Le questionnaire préparatoire n’a pas comme objectif principal la collecte de données; il vise plutôt à ce que les participantes lisent le résumé des recherches et commencent leur réflexion avant l’atelier délibératif. Les enseignantes y déclarent toutes les stratégies pédagogiques qu’elles utilisent, toutes les stratégies pédagogiques qui développent la compétence scripturale de leurs élèves et trois stratégies pédagogiques qui le font particulièrement selon leur savoir d’expérience. Au début du questionnaire, il est écrit qu’il contient un grand nombre de stratégies pédagogiques qu’une enseignante de français peut utiliser en classe pour rendre ses élèves compétents en écriture et que certaines de ces stratégies pédagogiques sont présentes dans le résumé des recherches, alors que d’autres ne le sont pas. Ainsi, les répondantes peuvent identifier des stratégies pédagogiques qui, selon leur expérience, développent la compétence scripturale de leurs élèves, que ces stratégies pédagogiques aient fait l’objet de recherches ou non. Le questionnaire a lui aussi fait l’objet d’entretiens de validation auprès de deux enseignantes de français au secondaire et de deux didacticiennes du français. Ces entretiens ont permis de clarifier les consignes et le vocabulaire ainsi que de revoir l’organisation des stratégies pédagogiques : le questionnaire original comprenait 120 stratégies, méthodes, démarches, techniques et procédés pédagogiques, qui ont été réorganisés pour former 28 ensembles de stratégies pédagogiques listés dans un ordre aléatoire, et ce, afin de faciliter la passation dudit questionnaire.

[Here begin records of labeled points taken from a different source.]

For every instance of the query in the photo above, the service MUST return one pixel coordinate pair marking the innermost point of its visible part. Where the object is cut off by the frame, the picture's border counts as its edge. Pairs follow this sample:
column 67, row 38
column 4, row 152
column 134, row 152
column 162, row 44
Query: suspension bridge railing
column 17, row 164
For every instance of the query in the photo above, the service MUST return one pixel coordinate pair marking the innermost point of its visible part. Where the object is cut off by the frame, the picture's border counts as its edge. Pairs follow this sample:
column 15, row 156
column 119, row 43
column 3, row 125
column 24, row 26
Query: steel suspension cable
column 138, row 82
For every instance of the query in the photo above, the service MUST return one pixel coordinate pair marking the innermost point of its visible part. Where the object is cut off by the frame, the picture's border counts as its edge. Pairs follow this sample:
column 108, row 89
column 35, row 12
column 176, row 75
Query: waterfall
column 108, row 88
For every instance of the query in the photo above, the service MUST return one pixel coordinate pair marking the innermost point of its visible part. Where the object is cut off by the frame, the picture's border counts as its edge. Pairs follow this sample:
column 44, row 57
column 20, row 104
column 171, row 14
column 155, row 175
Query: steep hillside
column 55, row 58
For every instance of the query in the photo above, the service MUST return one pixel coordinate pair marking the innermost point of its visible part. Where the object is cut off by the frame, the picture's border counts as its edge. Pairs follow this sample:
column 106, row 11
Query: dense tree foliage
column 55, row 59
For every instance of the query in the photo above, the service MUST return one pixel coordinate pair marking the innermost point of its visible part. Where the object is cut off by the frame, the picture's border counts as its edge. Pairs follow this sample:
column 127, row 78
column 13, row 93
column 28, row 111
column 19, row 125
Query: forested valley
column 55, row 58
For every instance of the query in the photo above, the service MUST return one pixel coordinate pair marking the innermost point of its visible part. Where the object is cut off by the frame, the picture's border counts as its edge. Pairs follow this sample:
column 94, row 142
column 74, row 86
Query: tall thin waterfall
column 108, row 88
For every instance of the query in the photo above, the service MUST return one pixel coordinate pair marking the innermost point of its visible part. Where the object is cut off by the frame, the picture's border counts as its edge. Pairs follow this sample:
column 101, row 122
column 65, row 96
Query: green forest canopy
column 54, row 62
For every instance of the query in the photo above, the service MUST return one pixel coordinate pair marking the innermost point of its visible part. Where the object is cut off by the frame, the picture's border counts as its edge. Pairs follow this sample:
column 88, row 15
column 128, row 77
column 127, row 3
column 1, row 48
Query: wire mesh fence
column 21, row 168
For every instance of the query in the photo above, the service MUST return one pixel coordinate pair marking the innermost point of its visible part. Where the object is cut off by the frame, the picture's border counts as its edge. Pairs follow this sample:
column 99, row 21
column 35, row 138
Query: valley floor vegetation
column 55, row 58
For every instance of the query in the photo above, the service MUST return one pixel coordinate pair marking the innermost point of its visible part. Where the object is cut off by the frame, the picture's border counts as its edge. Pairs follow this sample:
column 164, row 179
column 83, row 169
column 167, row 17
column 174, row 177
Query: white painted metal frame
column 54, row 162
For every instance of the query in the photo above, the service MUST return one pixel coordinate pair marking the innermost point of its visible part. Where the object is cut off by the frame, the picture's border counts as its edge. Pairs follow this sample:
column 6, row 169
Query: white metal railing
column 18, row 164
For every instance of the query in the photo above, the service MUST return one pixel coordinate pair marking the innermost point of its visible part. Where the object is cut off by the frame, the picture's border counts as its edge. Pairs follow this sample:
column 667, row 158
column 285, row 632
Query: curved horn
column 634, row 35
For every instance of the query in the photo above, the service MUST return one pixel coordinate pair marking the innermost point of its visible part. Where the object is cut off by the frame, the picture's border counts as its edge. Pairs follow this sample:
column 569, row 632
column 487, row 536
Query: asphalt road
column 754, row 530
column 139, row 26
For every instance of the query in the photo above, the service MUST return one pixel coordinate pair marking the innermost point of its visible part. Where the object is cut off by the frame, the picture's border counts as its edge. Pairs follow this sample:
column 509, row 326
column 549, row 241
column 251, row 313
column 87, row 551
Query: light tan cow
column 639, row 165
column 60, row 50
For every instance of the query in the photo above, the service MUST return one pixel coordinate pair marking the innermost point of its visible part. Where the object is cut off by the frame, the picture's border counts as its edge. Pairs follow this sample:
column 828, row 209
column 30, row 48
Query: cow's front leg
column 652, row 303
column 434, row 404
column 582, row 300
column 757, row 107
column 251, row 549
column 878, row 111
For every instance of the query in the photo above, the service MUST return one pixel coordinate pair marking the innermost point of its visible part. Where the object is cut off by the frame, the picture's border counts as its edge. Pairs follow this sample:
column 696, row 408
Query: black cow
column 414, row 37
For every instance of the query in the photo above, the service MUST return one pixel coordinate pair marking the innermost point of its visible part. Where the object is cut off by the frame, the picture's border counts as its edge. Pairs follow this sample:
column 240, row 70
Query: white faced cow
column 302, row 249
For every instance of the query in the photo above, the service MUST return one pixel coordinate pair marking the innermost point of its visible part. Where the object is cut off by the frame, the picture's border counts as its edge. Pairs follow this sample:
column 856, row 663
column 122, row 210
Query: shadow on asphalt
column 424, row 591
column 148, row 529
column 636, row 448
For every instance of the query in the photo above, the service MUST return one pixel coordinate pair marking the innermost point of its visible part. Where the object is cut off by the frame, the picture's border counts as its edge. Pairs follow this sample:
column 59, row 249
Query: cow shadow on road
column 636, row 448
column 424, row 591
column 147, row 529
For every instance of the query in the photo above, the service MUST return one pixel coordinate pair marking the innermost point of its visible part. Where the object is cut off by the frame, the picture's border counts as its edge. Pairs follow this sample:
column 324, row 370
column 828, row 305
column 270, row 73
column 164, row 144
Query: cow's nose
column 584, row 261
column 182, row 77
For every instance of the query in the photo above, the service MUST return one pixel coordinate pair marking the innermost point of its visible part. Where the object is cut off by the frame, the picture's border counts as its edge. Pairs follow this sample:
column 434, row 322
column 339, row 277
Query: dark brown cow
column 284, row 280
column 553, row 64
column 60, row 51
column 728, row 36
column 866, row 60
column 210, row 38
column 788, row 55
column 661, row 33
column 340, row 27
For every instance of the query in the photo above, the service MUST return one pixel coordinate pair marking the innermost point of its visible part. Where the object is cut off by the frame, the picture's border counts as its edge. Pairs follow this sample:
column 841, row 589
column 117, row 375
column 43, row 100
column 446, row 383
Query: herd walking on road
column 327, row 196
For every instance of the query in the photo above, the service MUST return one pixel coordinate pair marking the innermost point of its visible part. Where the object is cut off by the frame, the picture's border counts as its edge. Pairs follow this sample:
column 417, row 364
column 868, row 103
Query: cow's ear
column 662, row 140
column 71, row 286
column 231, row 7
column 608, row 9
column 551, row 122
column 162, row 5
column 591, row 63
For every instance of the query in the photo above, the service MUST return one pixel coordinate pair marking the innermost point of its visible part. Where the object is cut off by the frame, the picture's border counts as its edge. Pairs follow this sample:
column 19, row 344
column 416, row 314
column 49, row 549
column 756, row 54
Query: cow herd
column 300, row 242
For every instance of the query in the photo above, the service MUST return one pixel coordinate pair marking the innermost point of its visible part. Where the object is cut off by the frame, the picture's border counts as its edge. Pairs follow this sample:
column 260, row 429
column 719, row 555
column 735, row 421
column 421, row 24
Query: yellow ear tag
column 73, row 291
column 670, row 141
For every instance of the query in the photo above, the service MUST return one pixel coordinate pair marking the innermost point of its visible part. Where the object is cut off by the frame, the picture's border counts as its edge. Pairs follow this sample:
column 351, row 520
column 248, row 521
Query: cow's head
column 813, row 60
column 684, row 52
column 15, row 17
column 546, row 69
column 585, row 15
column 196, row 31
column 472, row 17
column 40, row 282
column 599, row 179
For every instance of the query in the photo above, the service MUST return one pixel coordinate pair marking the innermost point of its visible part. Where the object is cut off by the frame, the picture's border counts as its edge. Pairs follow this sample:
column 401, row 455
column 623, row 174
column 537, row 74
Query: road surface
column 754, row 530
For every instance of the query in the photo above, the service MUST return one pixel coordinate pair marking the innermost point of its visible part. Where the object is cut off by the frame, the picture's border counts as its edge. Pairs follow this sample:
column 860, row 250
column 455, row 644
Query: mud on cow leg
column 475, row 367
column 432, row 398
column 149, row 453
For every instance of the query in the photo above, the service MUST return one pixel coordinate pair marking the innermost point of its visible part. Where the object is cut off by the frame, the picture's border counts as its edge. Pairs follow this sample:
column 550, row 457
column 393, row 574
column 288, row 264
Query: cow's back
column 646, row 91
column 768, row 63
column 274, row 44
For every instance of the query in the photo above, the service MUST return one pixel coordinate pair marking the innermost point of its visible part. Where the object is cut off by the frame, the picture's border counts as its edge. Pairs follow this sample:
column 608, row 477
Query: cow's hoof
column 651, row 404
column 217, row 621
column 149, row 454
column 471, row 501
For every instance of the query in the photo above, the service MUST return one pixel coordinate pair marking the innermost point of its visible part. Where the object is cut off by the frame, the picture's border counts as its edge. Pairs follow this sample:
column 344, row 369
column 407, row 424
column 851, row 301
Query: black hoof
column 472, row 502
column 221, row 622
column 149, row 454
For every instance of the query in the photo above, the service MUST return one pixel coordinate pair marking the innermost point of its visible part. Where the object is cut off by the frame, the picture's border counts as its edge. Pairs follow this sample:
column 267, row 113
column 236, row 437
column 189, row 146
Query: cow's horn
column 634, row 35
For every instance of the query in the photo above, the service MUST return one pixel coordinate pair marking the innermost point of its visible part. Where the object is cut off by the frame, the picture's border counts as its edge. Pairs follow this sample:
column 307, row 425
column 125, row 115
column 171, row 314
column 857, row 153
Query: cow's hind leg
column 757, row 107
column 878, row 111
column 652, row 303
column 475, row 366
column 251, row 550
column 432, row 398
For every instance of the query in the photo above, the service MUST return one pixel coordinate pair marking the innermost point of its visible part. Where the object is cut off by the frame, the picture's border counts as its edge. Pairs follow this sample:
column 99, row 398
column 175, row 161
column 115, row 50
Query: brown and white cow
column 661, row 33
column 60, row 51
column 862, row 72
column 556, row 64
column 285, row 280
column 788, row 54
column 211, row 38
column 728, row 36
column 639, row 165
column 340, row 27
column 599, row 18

Pendant l’atelier délibératif

L’atelier délibératif, d’une durée de 2 heures 5 minutes, a été animé en février 2017, après les heures d’école, par la chercheuse principale. Une caméra fixe a capté tous les échanges, transcrits et analysés ensuite. Son déroulement est adapté de Dagenais et Mc Sween-Cadieux (2017). Il est divisé en sept temps, tributaires des consignes de l’animatrice.

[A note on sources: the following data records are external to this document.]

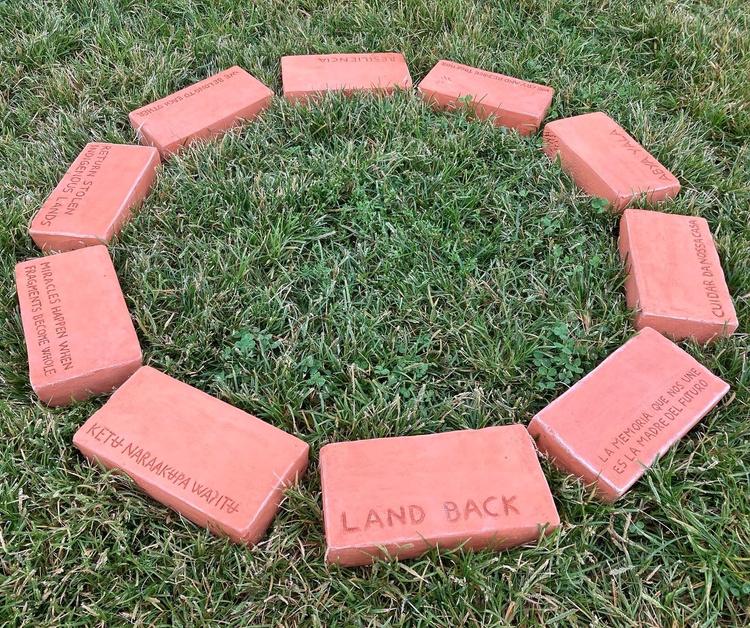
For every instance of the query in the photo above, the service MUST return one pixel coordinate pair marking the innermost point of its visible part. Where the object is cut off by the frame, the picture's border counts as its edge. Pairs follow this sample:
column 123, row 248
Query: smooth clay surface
column 400, row 496
column 606, row 162
column 613, row 424
column 95, row 197
column 79, row 335
column 306, row 77
column 203, row 110
column 675, row 282
column 220, row 467
column 508, row 101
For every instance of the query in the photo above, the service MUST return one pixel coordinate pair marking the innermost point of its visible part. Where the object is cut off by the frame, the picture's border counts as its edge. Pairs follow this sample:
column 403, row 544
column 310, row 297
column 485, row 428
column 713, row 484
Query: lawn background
column 370, row 268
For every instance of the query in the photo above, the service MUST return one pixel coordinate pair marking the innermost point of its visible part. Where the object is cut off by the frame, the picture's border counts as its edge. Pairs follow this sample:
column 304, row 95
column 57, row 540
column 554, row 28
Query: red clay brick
column 401, row 496
column 307, row 77
column 95, row 197
column 79, row 335
column 606, row 162
column 203, row 110
column 220, row 467
column 508, row 101
column 675, row 281
column 614, row 423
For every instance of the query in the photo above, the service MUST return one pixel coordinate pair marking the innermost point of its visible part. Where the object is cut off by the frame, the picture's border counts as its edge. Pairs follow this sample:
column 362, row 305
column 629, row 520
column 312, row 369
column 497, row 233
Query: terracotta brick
column 401, row 496
column 220, row 467
column 614, row 423
column 508, row 101
column 606, row 162
column 307, row 77
column 79, row 335
column 95, row 197
column 675, row 281
column 203, row 110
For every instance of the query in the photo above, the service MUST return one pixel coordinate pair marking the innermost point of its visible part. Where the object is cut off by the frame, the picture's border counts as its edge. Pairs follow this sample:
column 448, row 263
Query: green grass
column 364, row 268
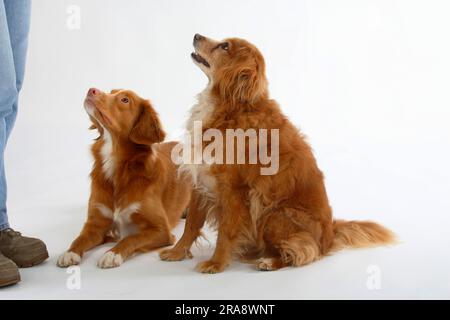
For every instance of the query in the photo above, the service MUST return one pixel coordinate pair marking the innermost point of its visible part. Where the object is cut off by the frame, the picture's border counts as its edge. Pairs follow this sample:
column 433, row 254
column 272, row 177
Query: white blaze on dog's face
column 124, row 115
column 234, row 66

Premier temps (9 minutes) : L’animatrice présente la problématique, l’objectif de l’atelier délibératif et ses règles de bon déroulement. Elle annonce que les participantes doivent choisir ensemble deux stratégies pédagogiques qui peuvent particulièrement rendre les élèves du secondaire compétents en écriture.

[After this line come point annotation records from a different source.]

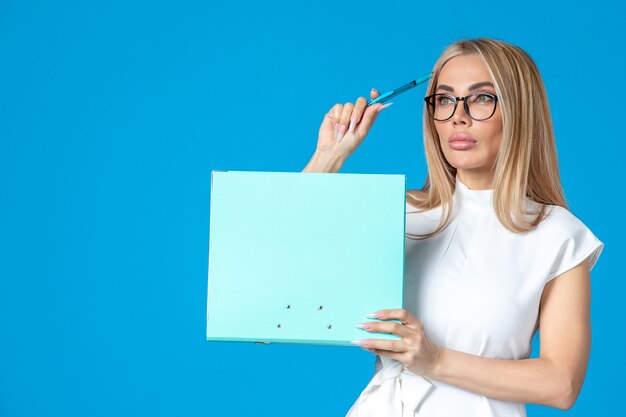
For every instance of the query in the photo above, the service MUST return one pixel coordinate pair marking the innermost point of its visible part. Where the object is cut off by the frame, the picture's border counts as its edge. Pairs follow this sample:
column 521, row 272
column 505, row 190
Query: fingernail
column 342, row 130
column 384, row 106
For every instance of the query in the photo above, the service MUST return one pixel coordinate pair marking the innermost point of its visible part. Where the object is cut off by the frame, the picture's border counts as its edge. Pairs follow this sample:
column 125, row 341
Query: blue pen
column 383, row 98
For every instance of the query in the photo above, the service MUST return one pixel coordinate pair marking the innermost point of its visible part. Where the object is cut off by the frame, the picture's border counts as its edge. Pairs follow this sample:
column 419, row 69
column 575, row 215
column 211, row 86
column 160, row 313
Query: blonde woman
column 492, row 252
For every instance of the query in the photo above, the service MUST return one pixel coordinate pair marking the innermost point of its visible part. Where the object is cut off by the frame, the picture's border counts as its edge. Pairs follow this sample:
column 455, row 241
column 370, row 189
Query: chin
column 466, row 162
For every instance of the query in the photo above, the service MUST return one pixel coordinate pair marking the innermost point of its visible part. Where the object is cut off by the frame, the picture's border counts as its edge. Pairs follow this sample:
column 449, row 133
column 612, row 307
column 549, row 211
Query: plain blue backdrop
column 113, row 114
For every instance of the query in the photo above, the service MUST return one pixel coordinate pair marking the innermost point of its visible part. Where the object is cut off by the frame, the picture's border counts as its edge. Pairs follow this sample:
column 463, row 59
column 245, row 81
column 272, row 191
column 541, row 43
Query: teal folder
column 303, row 257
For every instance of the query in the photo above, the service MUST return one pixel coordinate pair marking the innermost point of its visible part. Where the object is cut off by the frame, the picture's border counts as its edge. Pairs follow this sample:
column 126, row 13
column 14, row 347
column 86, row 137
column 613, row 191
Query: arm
column 556, row 377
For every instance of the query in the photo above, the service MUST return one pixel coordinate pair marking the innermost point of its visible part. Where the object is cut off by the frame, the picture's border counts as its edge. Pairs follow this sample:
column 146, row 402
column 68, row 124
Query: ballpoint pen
column 383, row 98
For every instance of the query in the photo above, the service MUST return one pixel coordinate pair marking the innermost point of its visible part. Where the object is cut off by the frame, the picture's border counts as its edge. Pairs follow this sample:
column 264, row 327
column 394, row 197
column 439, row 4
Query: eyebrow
column 472, row 87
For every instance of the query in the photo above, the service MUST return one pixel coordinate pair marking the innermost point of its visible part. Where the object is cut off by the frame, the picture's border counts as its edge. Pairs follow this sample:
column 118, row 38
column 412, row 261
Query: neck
column 476, row 180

Deuxième temps (24 minutes) : Lors d’un premier tour de table, chaque enseignante se présente en mentionnant ses années d’expérience, les particularités de son contexte d’enseignement et de ses élèves, puis en présentant une stratégie pédagogique qui lui semble particulièrement intéressante pour développer la compétence scripturale de ses élèves parmi les trois qu’elle avait choisies dans le questionnaire préparatoire. Il est demandé qu’elle s’appuie sur son expérience pour raconter de façon concrète et détaillée comment elle utilise cette stratégie pédagogique et qu’elle dise comment et pourquoi elle rend ses élèves compétents en écriture.

Troisième temps (57 minutes) : Les participantes écrivent sur un carton le nom de la stratégie pédagogique qu’elles ont présentée et le déposent sur la table; les cartons seront utilisés pour faciliter les échanges portant sur un nombre certain de stratégies pédagogiques et pour aider les délibérations. L’animatrice lit chaque carton en demandant si cette stratégie pédagogique est jugée gagnante par d’autres enseignantes et si d’autres l’ont choisie dans leur questionnaire préparatoire parmi les trois stratégies pédagogiques qui développent particulièrement la compétence scripturale. Les participantes discutent de la façon dont elles utilisent chacune des stratégies pédagogiques sur la table et des raisons pour lesquelles elles jugent ou non qu’elle développe particulièrement la compétence scripturale de leurs élèves.

Quatrième temps (6 minutes) : Devant les variations constatées au troisième temps dans la compréhension et l’utilisation des stratégies pédagogiques déjà mentionnées, les participantes écrivent ensemble, sur des cartons d’une autre couleur, ces différentes compréhensions et utilisations, pour faciliter les délibérations qui suivent.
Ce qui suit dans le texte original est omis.